Среди горячо поддержавших его слушателей была и Мария, за вечер до этого давшая концерт — жалкое и эфемерное зрелище, — но затем в узком кругу посвященных они отправились к Петеркевичу, где все вместе в библиотеке профессора, этом лучшем в Европе собрании книг по кабалистике, до рассвета внимали знаменитому специалисту. По пути от Петеркевича в гостиницу Мария доверила моему собеседнику некую устную информацию, которую последний готов детально и так же в устной форме представить мне как можно скорее, если я выражу желание выслушать его.
Я отправился на встречу за три с лишним часа до назначенного срока. Есть на свете люди, способные невероятно утомить тебя всего лишь одним телефонным разговором, в особенности когда действуют из самых благих побуждений и говорят тебе именно то, что ты жаждешь услышать. Тем не менее слушающий их обрекает себя на суровые муки. В случае со знаменитым музыкальным критиком беседа наша представляла собой удивительную смесь музыки и кабалистики, я весь взмок от пота, так вымотала меня эта говорильня. Не будь он вестником от Марии, я давно бросил бы трубку. Сказанное им не позволяло написать ни единой ноты.

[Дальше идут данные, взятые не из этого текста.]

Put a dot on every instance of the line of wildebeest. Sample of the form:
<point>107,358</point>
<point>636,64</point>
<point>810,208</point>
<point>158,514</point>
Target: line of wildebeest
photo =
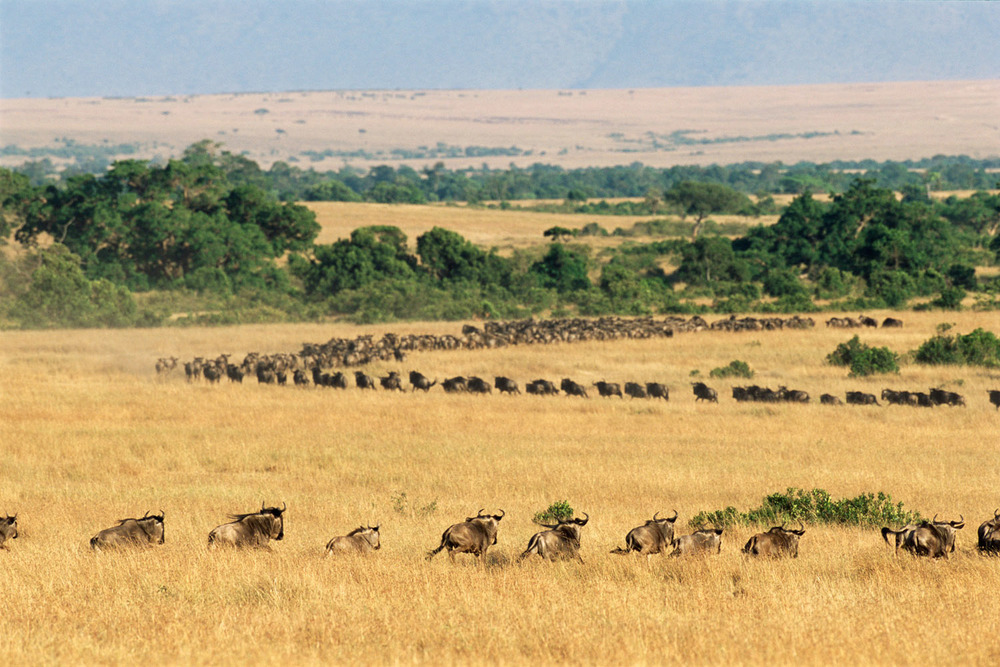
<point>561,539</point>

Улица выглядела непривычно опустевшей. Фрау Кёлер, комендантша дома, прислонясь к стене, с сигаретой во рту нежилась на солнце и кивнула мне как-то виновато и подобострастно. Мне так и осталось непонятным, за что она желала извиниться — то ли за курение, то ли за демонстративное ничегонеделание. Киоскер со вздохом подал мне газеты и пачку сигарет. Он принадлежал к числу перманентных вздыхателей, каждый раз сопровождая звучное «ах!» скорбным жестом, словно извиняясь за продаваемые им в розницу плохие новости. Сегодня рука его, просунувшаяся из темного мрака киоска, напомнила мне перепуганного насмерть зверька — она дрожала так, что пришлось собирать просыпавшиеся монеты с газет. Мне никогда не доводилось по-настоящему разглядеть этого человека, я видел лишь изъеденную грибком трясущуюся кисть его правой руки и слышал вздохи, выражение безмерной боли, тоски или же отвращения. Деньги он принимал со вздохом, со вздохом отсчитывал сдачу. Бессловесное общение с покупателями газет и сигарет не раз представлялось мне неким итогом всех возможных бесед; обреченный на вечное заточение вздыхатель был первопричиной всех мыслимых известий из мира политики, экономики, культуры и спорта — и тем, что оставалось после всех интеллектуальных сражений: нейтральным, лишенным содержания, кратким. Если мы, те, кто приходил к нему, еще хоть как-то, но все же различались в запросах — требовали у него кто «Франкфуртер альгемайне цайтунг», «Зюддойче цайтунг» или «Шпигель», кто «Геральд трибюн» или «Монд», кто «Ротхэндле» или «Петер Стойвезант», — при этом изъясняясь хоть и не настоящим языком, а его культями, обрубками, киоскер, не утруждая себя артикуляцией, отделывался, по сути, мало что значащими вздохами, контурами языка, расплывчатыми его очертаниями.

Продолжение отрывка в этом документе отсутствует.